如何在 Tensorflow 中仅使用 Python 制作自定义激活函数? [英] How to make a custom activation function with only Python in Tensorflow?

查看:50
本文介绍了如何在 Tensorflow 中仅使用 Python 制作自定义激活函数?的处理方法,对大家解决问题具有一定的参考价值,需要的朋友们下面随着小编来一起学习吧!

问题描述

假设您需要制作一个仅使用预定义的 tensorflow 构建块无法实现的激活函数,您能做什么?

所以在 Tensorflow 中可以制作自己的激活函数.但它相当复杂,你必须用C++编写并重新编译整个tensorflow

第一步是把它变成一个numpy函数,这很简单:

将 numpy 导入为 npnp_spiky = np.vectorize(spiky)

现在我们应该写出它的导数.

激活梯度:在我们的例子中很容易,如果 x mod 1 < 则为 1.0.5 和 0 否则.所以:

def d_spiky(x):r = x % 1如果 r <= 0.5:返回 1别的:返回 0np_d_spiky = np.vectorize(d_spiky)

现在是利用它制作 TensorFlow 函数的困难部分.

将 numpy fct 转换为 tensorflow fct:我们将首先将 np_d_spiky 变成一个张量流函数.tensorflow 中有一个函数 tf.py_func(func, inp, Tout, stateful=stateful, name=name) [doc] 将任何 numpy 函数转换为 tensorflow 函数,因此我们可以使用它:

 将 tensorflow 导入为 tf从 tensorflow.python.framework 导入操作np_d_spiky_32 = lambda x: np_d_spiky(x).astype(np.float32)def tf_d_spiky(x,name=None):使用 tf.name_scope(name, d_spiky", [x]) 作为名称:y = tf.py_func(np_d_spiky_32,[X],[tf.float32],姓名=姓名,有状态=假)返回 y[0]

tf.py_func 作用于张量列表(并返回张量列表),这就是为什么我们有 [x](并返回 y[0]).stateful 选项是告诉 tensorflow 函数是否总是为相同的输入提供相同的输出(stateful = False),在这种情况下,tensorflow 可以简单地绘制 tensorflow 图,这是我们的情况,可能是大多数情况下的情况.在这一点上要注意的一件事是 numpy 使用了 float64 但 tensorflow 使用了 float32 所以你需要在之前将你的函数转换为使用 float32您可以将其转换为 tensorflow 函数,否则 tensorflow 会抱怨.这就是为什么我们需要先制作np_d_spiky_32.

梯度怎么样?仅执行上述操作的问题在于,即使我们现在有 tf_d_spiky,它是 np_d_spiky,如果我们愿意,我们不能将其用作激活函数,因为 tensorflow 不知道如何计算该函数的梯度.

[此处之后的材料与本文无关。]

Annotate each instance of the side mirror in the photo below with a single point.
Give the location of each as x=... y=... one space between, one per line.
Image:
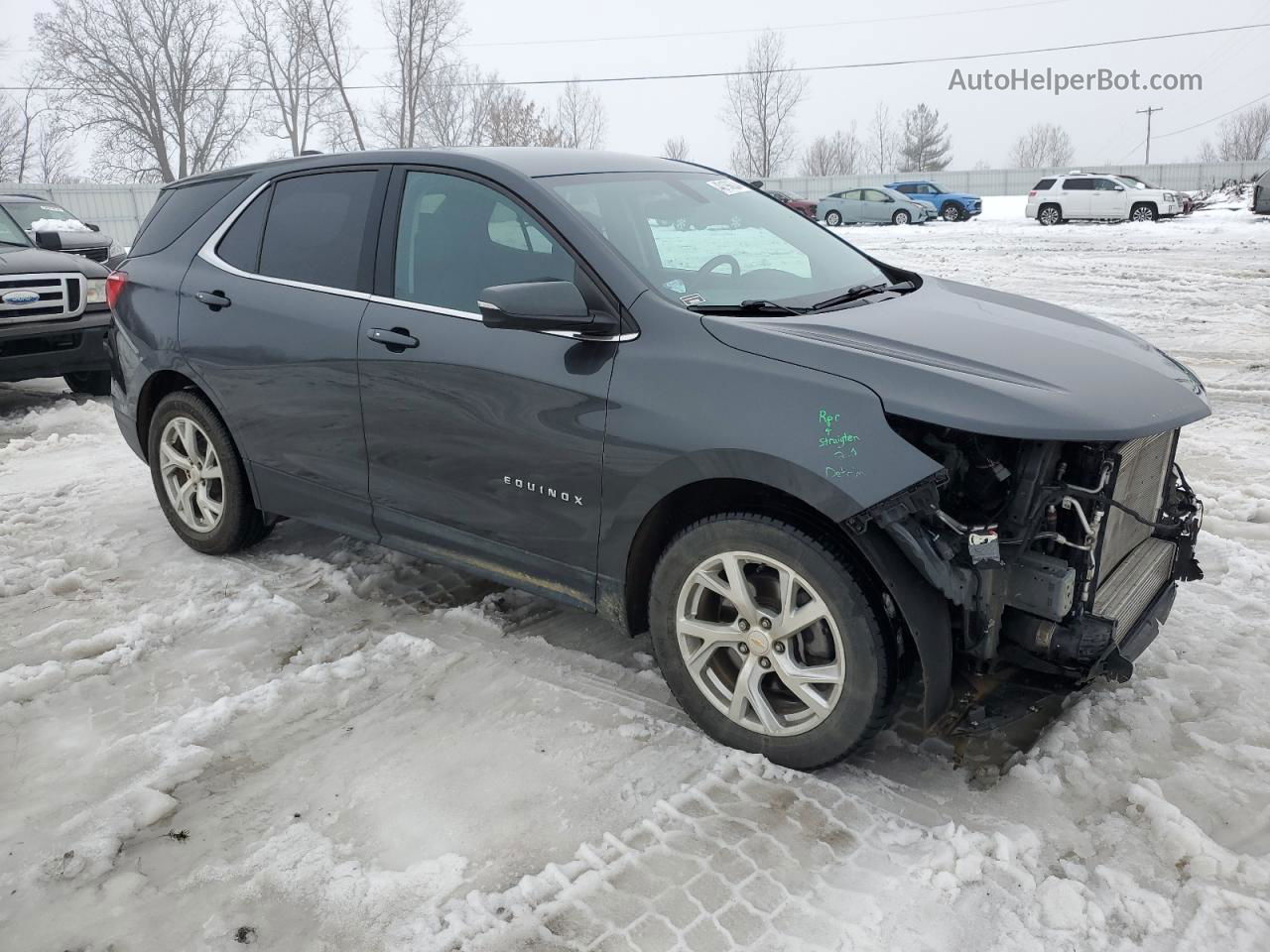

Hack to get Gradients: 正如上面提到的来源中所解释的,有一个使用 tf.RegisterGradient [doc]tf.Graph.gradient_override_map [文档].从 harpone 复制代码,我们可以将 tf.py_func 函数修改为让它同时定义渐变:

def py_func(func, inp, Tout, stateful=True, name=None, grad=None):# 需要生成唯一的名称以避免重复:rnd_name = 'PyFuncGrad' + str(np.random.randint(0, 1E+8))tf.RegisterGradient(rnd_name)(grad) # 参见 _MySquareGrad 以获得 grad 示例g = tf.get_default_graph()使用 g.gradient_override_map({PyFunc": rnd_name}):return tf.py_func(func, inp, Tout, stateful=stateful, name=name)

现在差不多大功告成了,唯一需要传递给上面py_func函数的grad函数需要采用特殊的形式.它需要接受一个操作,以及操作前的梯度和操作后的梯度向后传播.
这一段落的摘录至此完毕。